Max poked his head in. Another movie was playing. He scoped the theater out and seemed satisfied; the noise level wasn't too loud. I asked if we should buy tickets. "YES!" he said. Dave got four (and asked if we could get a refund, if necessary).
We went off to have sushi. Max downed his avocado roll, dunked in miso soup, and kept asking if it was time to see the movie.
Even after Max started venturing into different restaurants, it was hard to keep him at the table once he'd finished eating. Last night, he finished and when he stood to leave we pointed out that the rest of us weren't finished. He sat down again. Then asked if it was time yet to leave.
Finally, it was movie time. Max chose to sit in the last row of the theater. Because he's only ever seen indoor movies with me, he wanted me to sit next to him and asked Dave and Sabrina to sit somewhere else. That was fine with them.
So Max and I watched the movie, him with his Fireman Max hat on, as usual. He was mesmerized; the plot's about a plane that trains to become a firefighter, like it was written for him or something. Twice, he stood and looked way up at the projector, fascinated. A bunch of times, he'd turn to me and remind me that he was going to be a firefighter, too. I was a far more engaging companion than Dave, who took a nap during the movie, Sabrina reported en route home.
I sat in that theater and thought about those times when we tried to get Max to go to movies, and he'd screech if we even set foot inside the lobby. I thought about last summer, when he stood in the back of the theater the entire time, earphones firmly on, afraid to sit down. I held his hand, still plump with dimpled knuckles, and it was so relaxed. Max's muscles loosen up when he's really and truly immersed in something.
I watched Max watching the movie and felt glad that he's enjoying more activities than he used to. I felt happy that we're able to do more stuff as a family. It's all relative; life with Max is so much easier than it used to be. And knowing that makes our present that much more enjoyable.

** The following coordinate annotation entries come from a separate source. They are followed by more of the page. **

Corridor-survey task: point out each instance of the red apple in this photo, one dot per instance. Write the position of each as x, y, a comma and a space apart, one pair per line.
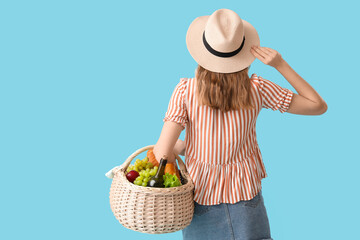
132, 175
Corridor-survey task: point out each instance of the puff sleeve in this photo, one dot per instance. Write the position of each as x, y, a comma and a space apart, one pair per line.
274, 96
177, 111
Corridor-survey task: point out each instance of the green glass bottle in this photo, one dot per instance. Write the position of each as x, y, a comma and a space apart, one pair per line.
158, 180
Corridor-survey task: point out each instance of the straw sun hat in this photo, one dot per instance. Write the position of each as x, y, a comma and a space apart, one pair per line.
221, 42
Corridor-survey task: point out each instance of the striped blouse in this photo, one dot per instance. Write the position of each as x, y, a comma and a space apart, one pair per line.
222, 155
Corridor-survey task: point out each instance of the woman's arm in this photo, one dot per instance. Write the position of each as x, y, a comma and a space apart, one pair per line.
308, 101
167, 140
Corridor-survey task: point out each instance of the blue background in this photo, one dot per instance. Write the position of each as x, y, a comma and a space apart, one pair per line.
84, 84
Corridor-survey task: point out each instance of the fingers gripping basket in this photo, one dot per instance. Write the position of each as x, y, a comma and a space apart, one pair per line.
151, 210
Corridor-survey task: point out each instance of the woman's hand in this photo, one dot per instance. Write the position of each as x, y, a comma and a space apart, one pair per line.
267, 55
179, 148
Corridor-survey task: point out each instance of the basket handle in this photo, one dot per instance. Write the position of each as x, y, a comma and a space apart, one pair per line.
137, 152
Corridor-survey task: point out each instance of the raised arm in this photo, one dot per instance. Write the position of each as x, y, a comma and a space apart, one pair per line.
307, 101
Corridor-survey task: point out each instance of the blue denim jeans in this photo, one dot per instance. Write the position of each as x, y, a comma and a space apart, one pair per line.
244, 220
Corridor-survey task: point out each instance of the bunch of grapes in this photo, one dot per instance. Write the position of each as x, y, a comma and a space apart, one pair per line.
145, 169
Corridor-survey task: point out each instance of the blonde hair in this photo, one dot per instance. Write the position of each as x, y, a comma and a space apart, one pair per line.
224, 91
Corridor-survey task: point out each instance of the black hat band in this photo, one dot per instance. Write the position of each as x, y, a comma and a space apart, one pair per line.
222, 54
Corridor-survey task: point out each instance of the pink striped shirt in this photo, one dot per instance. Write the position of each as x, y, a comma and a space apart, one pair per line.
222, 155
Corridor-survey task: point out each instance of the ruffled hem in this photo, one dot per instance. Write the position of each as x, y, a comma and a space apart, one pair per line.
226, 183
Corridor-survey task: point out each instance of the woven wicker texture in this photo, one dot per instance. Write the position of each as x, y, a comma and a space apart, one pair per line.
151, 210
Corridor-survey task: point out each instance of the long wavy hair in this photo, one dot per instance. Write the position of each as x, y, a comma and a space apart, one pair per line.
224, 91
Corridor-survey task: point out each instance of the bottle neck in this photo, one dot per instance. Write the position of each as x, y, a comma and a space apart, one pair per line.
161, 168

I do this fairly often, reflecting on how much things have changed. I'll watch Max feeding himself and think of all the years when we fed him every meal. Max asks to go to the bathroom as we're running errands and I'll picture us changing his pull-up in the open trunk of the minivan. Max says a word or picks up something or walks up the stairs and I picture when he could not.
Who knows what the future will bring. I can't control that—not making the joys happen any sooner than they're meant to, or heading off the challenges. I'm celebrating that the past is just that. And I'm savoring the here and now, just like my Max.